Mercredi 29, vers 22h30, l’avis tombe. La dépression que nous souhaitons accrocher vient de changer de classification. Après avoir aspiré deux autres dépressions, elle s’est transformée en ouragan. Sur le pont, c’est le branle-bas de combat.
On monte prendre un ris dans la Misaine, puis serrer la grand voile. D’autres équipes préparent des rabans supplémentaires afin de sur-rabanter toutes les voiles. On abaisse la corne d’artimon et on la haubane avec des sangles. On installe des lignes de vie sur la dunette. On assure tout ce qui peut se balader, des supports des canots aux tabourets. Puis on tente autant que possible de grappiller quelques heures de sommeil. Mais finalement, un nouveau bulletin météo en milieu de nuit change de ton : après avoir déversé sa furie sur Terre-Neuve, l’ouragan est redevenue une dépression classique.
En lieu et place d’une furie avec des vents à plus de 70 nœuds, nous avons donc eu le droit à un jeudi au soleil à observer, incrédules, des libellules sur le pont et des poissons volants à la latitude des bancs de Terre-Neuve… Après la nuit que nous venions de passer, ces heures de repos au soleil étaient les bienvenues.
Car notre programme n’avait pas changé pour autant : nous devions suivre la dépression sur son flanc Sud afin d’accrocher les vents portant qu’elle produirait. Dans la soirée d’hier, la bascule s’est amorcée, le baromètre a débuté sa descente et les vents ont donc commencé à fraîchir progressivement. A 7h ce matin, nous étions enfin dans le cœur du sujet.
Difficile de décrire une journée comme celle que nous venons de passer. Difficile également de la rendre à l’image. Quoi qu’on fasse, les objectifs affaissent les montagnes d’eau qui ont défilé sous notre quille et les mots n’ont pas la force d’une rafale de vent à 45 nœuds. Les regards ont été nombreux à se perdre dans cette majestueuse houle atteignant 7 mètres établis au plus fort.
Si on se sent petit lorsqu’on traverse un océan, on se sent franchement minuscule face ces vagues aussi belles, attirantes et dangereuses que les sirènes de l’Odyssée.
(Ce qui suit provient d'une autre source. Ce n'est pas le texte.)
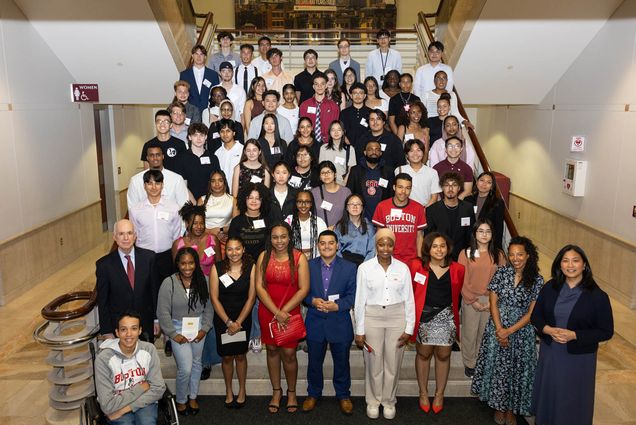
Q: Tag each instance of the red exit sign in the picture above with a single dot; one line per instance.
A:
(84, 93)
Lorsqu’on les voit déferler au dessus des passavants, que le sillage de L’Hermione semble onduler devant nos yeux sur les chemins escarpés d’une colline en mouvement perpétuel, que l’on se retrouve presque couché sur le pont afin de compenser le roulis, que l’on voit la pointe des canons effleurer la surface de l’eau, que le pont tremble sous nos pieds lorsque la frégate accélère en surfant sur les vagues, on se sent plus vivant que jamais.
D’autant que L’Hermione a été conçue pour ces conditions : 35 nœuds établis de grand largue et une houle arrière sont un terrain de jeu idéal pour le trois-mâts. Les barreurs se sont relayés à quatre pour des quarts épuisants car la moindre erreur pouvait entrainer une sanction immédiate. Mais les volontaires n’ont pas failli et nous avons battu tous les records : vitesse maximale de 13,3 nœuds atteinte 2 fois dans la journée (notre précédent record était 12,7 nœuds lors des essais en mer 2014) et près de 11 nœuds de moyenne avec 130 miles parcourus en 12h. Entre minuit jeudi et minuit vendredi, nous avions même enfin dépassé les 240 miles nautiques en 24h, soit 10 nœuds de moyenne !
Dans la nuit de vendredi à samedi, nous continuions à filer au dessus de 10 nœuds presque en permanence, dans une houle toujours aussi grosse et rentrant toujours aussi régulièrement par les sabords. Le plus gros de la dépression nous a désormais dépassé mais nous devrions continuer à profiter de vents mollissant mais favorables durant encore une journée au moins. Puis nous nous trouverons sur la route d’une dépression secondaire qui devrait nous permettre de conserver le lion de L’Hermione pointé en direction de Brest.